É provável que os relatórios enviados à FDA sejam apenas a ponta do iceberg, porque muitos proprietários e veterinários não têm tempo para preencher os formulários, disse DeFrancesco. DeFrancesco acredita que o CMD relacionado com a dieta é provavelmente multifactorial, com alguns animais de estimação a herdar uma susceptibilidade genética que é desencadeada por certos tipos de dietas. “Milhões de cães comem estas dietas, mas milhões não contraem CMD”, disse ela, acrescentando que aconselha os donos de animais de estimação a evitarem fórmulas não tradicionais porque não se pode saber antecipadamente se um animal de estimação pode ser susceptível. Existe uma maneira simples para os donos de animais de estimação determinarem se uma marca de ração não tradicional é boa para os seus cães: verificar o seu coração, disse o Dr. Joe Bartges, professor de medicina interna, radiologia intervencionista e nutrição no Centro Médico Veterinário do Universidade da Geórgia. “Existem biomarcadores que podem verificar se o músculo cardíaco foi danificado”, disse Bartges, acrescentando que os veterinários podem realizar um exame de sangue que mede os níveis de uma proteína chamada BNP.

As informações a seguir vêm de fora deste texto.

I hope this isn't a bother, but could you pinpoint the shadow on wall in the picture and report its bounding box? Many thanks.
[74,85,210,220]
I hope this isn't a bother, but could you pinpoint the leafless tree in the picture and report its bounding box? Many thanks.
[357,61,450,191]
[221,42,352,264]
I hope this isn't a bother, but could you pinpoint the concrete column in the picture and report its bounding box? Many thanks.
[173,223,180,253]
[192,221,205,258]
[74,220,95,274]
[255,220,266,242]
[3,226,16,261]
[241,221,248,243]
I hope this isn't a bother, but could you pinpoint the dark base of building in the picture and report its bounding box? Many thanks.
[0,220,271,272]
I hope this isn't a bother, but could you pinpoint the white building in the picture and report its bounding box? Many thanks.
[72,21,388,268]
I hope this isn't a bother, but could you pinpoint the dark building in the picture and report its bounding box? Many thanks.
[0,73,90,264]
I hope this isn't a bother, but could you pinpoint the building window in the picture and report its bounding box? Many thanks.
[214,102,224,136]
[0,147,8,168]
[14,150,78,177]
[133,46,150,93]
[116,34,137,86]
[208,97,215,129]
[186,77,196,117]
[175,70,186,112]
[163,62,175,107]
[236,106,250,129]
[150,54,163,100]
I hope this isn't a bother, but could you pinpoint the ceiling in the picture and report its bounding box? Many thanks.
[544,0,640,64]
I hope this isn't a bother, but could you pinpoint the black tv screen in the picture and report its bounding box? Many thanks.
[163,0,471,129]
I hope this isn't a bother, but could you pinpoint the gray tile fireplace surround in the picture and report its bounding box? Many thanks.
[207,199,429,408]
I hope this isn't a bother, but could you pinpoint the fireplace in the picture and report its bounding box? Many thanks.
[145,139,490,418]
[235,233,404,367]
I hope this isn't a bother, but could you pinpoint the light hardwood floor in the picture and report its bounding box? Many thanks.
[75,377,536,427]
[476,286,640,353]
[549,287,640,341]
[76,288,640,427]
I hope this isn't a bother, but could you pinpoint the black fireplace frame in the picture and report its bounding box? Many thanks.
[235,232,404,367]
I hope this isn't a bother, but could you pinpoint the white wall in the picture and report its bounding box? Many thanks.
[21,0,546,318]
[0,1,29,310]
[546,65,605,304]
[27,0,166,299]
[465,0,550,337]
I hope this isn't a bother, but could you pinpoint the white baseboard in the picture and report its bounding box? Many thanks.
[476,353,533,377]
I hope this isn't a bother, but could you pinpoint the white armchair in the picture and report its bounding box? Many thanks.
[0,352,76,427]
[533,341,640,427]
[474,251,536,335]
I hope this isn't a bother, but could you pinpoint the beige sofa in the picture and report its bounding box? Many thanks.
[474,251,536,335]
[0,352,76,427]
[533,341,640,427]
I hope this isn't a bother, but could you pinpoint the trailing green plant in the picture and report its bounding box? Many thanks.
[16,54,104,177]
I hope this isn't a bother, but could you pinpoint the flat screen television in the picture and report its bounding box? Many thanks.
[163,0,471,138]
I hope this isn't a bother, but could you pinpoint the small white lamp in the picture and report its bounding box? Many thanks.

Cohen, da Cornell, aconselha os proprietários a evitar quaisquer alimentos para animais de estimação que tenham entre os 10 principais ingredientes ervilhas; lentilhas; grão-de-bico, batata ou batata-doce. Mesmo com a cobertura noticiosa da CMD relacionada com a dieta, ainda há proprietários que não estão familiarizados com o assunto. Carter, que participa de um grupo CMD no Facebook, ouviu recentemente falar doutro proprietário de um golden retriever cujo cachorro morreu devido à doença. “O seu golden retriever de 5 anos morreu há dois meses depois de ser alimentado com uma das dietas ligadas a esta doença”, disse Carter. “A perca dele atingiu-me muito, especialmente considerando a idade e a raça de seu cachorro. Abaixei a cabeça na mesa e chorei.” Está tudo dito, não há mais nada a acrescentar!

(1)FDA - FOOD AND DRUG ADMINISTRATION, é uma agência federal do Departamento de Saúde e Serviços Humanos dos Estados Unidos, um dos departamentos executivos federais dos Estados Unidos que regula e fiscaliza os alimentos para pessoas e animais entre outras tantas coisas.